Why? you might ask. It has to do with how software forks are managed.
When a software project is forked, there are two ways to go about it. One can add new features, restructuring code along the way so that the new code fits in snugly. This allows you to easily make large changes, but has the side effect of diverging from the original code. Over time, it is no longer possible (or at least very difficult) to incorporate fixes and new features that evolved in the original code, since the two code bases are wildly different.

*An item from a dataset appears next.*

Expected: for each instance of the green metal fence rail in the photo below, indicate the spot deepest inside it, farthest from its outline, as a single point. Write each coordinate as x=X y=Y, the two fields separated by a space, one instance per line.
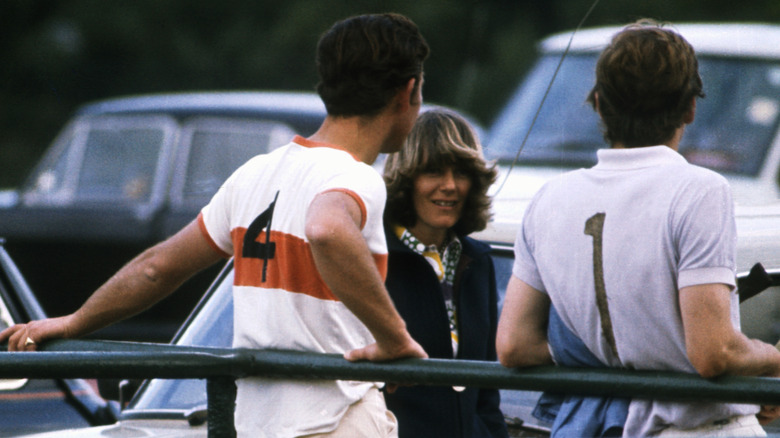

An alternative strategy is to add the new features in a way that makes as little impact as possible on the original code. This allows updating from the origin to pick up fixes and new features relatively frequently. The downside is that we become severely limited in the kind of changes we can make to our copy of Qemu without diverging too much.
We have mostly followed the second strategy. Adaptations to qemu were as small as possible, and we have "encouraged" non-kvm-specific changes to be contributed directly to qemu upstream. This kept the amount and scope of local modifications at a minimum.
But now that kvm has been merged, it is possible to make larger modifications to qemu in order to make it fit virtualization roles better. Live migration and virtio have already been merged. Device and cpu hotplug are on the queue. Deeper changes, like modifying how qemu manages memory and performs DMA, are pending. And, of course, kvm integration is much cleaner and more maintainable.
There is of course some friction involved. The new implementation has a few bugs and several missing features (for example, support for true SMP and Windows patching), so it will be rough for a while. However, once the transition is complete, kvm and qemu will be able to evolve at a faster pace, to the benefit of both.